Sustaining Training Investment – 8 tips to maximise return and ensure longevity of investment

Mary’s column is published in Customer Strategy magazine.  To read the rest of the magazine, please click here.

People ask me all the time how to maximise the value of a large scale training implementation to deliver a culture enhancement or change. Many organisations are looking to maximise employee engagement, how to optimise relationships across any business both internally and externally and how to ensure that the discretionary efforts of your people are focused to differentiate performance.  There are many excellent training approaches to help organisations develop their people to meet these needs.  The actions taken by the organisation to support and embed any training delivered truly do differentiate a highly-impactful and sustainable change from a short-lived “initiative” which is not integrated into the very DNA of the organisation.

So if you are considering embarking on a major training initiative then it is essential that you consider not only the training initiative itself, but also the effort and focus required post training to maximise the benefits.  All managers know that this is essential, however, sometimes struggle with how to do this. Let me give you some ideas.

Let us assume that you have chosen well. That the training programme delivered is well received and meets organisational expectations. Embedding and sustainment activities now take over – many you can deliver yourself – for some you may wish to work with your training provider.
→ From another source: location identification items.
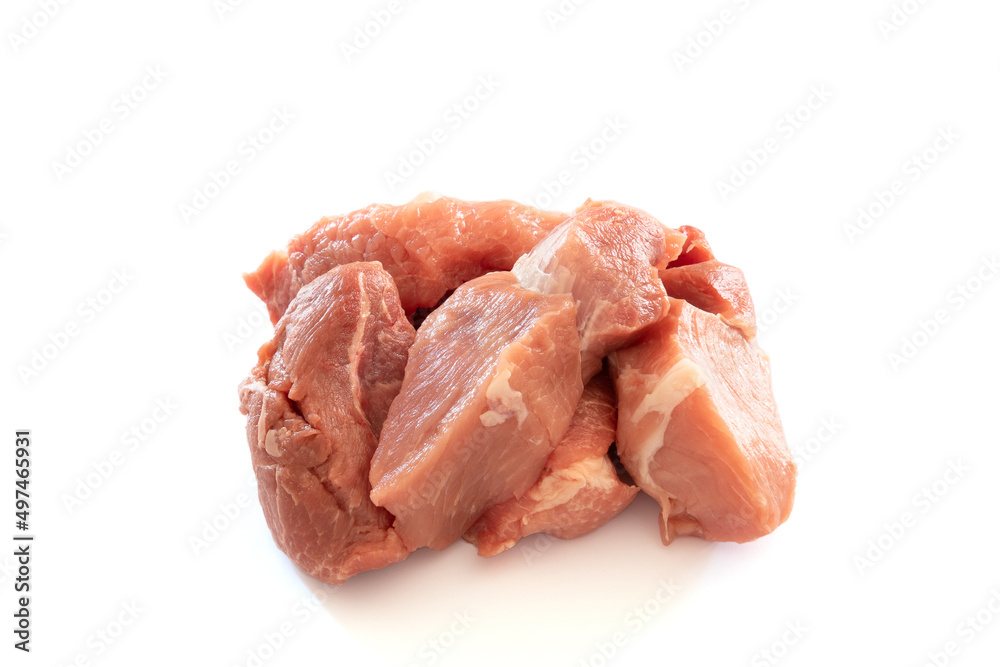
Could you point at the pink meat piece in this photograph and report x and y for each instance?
(429, 246)
(696, 248)
(698, 428)
(315, 404)
(489, 390)
(715, 288)
(607, 257)
(578, 491)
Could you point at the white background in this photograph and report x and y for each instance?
(184, 329)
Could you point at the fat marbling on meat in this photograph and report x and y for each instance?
(315, 405)
(489, 390)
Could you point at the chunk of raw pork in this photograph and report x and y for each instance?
(715, 288)
(490, 388)
(607, 257)
(315, 403)
(698, 428)
(429, 246)
(579, 490)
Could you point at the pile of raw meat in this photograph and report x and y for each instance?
(448, 369)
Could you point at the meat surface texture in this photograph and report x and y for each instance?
(490, 387)
(715, 288)
(429, 246)
(315, 404)
(607, 257)
(578, 491)
(698, 428)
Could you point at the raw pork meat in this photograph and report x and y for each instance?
(698, 428)
(715, 288)
(430, 246)
(607, 257)
(579, 490)
(489, 390)
(316, 402)
(696, 248)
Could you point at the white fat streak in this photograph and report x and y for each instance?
(561, 486)
(503, 401)
(426, 197)
(670, 390)
(539, 270)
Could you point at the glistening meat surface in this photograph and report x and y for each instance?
(607, 258)
(315, 404)
(429, 246)
(489, 391)
(698, 428)
(578, 491)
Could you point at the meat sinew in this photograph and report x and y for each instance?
(698, 428)
(715, 288)
(607, 257)
(578, 491)
(495, 421)
(430, 246)
(490, 388)
(316, 402)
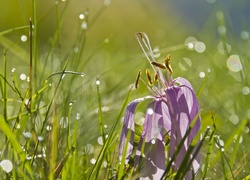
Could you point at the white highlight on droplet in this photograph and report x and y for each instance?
(24, 38)
(234, 119)
(84, 25)
(81, 16)
(6, 165)
(234, 63)
(23, 77)
(245, 90)
(200, 47)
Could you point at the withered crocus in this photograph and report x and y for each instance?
(173, 108)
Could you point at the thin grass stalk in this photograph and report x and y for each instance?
(209, 151)
(95, 170)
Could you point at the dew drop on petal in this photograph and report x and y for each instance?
(234, 119)
(234, 63)
(6, 165)
(24, 38)
(245, 90)
(92, 161)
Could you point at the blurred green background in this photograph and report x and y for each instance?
(205, 38)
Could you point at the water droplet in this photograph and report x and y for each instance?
(23, 77)
(88, 149)
(98, 82)
(76, 49)
(221, 48)
(6, 165)
(64, 122)
(234, 64)
(107, 2)
(234, 119)
(244, 35)
(200, 47)
(150, 111)
(27, 134)
(24, 38)
(202, 74)
(84, 25)
(245, 90)
(92, 161)
(40, 138)
(106, 40)
(78, 116)
(99, 140)
(81, 16)
(236, 137)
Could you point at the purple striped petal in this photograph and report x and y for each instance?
(184, 109)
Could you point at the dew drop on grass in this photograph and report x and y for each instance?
(24, 38)
(81, 16)
(200, 47)
(244, 35)
(234, 119)
(84, 25)
(150, 111)
(92, 161)
(40, 138)
(64, 122)
(245, 90)
(202, 74)
(6, 165)
(99, 140)
(48, 128)
(236, 137)
(23, 77)
(27, 134)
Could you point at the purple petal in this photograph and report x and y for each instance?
(153, 158)
(128, 124)
(184, 109)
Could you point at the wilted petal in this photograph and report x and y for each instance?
(184, 109)
(153, 157)
(128, 124)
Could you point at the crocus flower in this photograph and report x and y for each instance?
(173, 108)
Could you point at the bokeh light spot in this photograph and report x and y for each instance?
(234, 64)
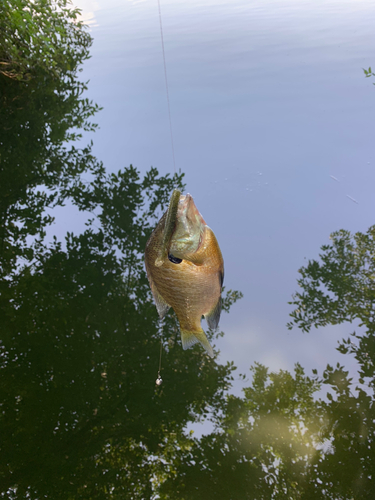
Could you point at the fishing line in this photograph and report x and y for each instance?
(159, 380)
(166, 86)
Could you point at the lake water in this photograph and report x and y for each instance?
(273, 127)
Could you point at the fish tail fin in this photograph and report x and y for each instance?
(191, 338)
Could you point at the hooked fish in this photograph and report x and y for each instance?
(185, 269)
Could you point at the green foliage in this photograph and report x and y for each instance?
(340, 288)
(262, 448)
(42, 46)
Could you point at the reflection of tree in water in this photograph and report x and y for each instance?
(80, 414)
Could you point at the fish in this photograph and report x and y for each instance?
(185, 269)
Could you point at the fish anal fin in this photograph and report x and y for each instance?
(191, 338)
(213, 316)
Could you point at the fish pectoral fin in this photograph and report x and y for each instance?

From the many great embedding and sustainment activities that can be undertaken, I have chosen my top 8 activities which will help you get the very best out of the training in the long term:

  • Leaders and all managers must use the new skills consistently – they must be role models. Supporting managers either through coaching or more detailed training is a foundation to them being able to develop their own people through feedback and coaching.
  • A simple dashboard measuring the impact of the training should be put in place. This should be publicised making links to successes achieved and the use of new skills.
  • The new skills should be explicitly linked to the achievement of the company vision and values as well as performance metrics – this can be publicised in company newsletters, in briefings and on internal intranet pages.
  • Motivational feedback must be consistently provided when people demonstrate the new skills and when they missed an opportunity to do so.
  • Coaching by managers for their staff and peer-to-peer coaching is ideal and an effective and practical coaching programme will accelerate the learning and adoption of new skills.
  • Locally within teams, managers must make the benefits of using the new skills or behaviours explicit – wherever they can, they should articulate the benefits of the changes in terms understood by their teams – so that there is a link between successes achieved and the change in culture or use of new skills.
  • Regular individual and team reviews of the successful use of new skills should take place – especially in 1-2-1 meetings or team meetings – injecting fun and engaging everyone in how to take ownership for the success of the investment comes in here.
  • Demonstration of the skills and behaviours should be recognised and rewarded – they should be clearly represented in competency frameworks, and in appropriate KPIs, so that they are part of standard performance management.

In my experience, if these 8 activities take place consistently, following any major training activity across an organisation, this will differentiate the impact and return from the training, maximising its effectiveness and giving you the enhanced business results you are looking for!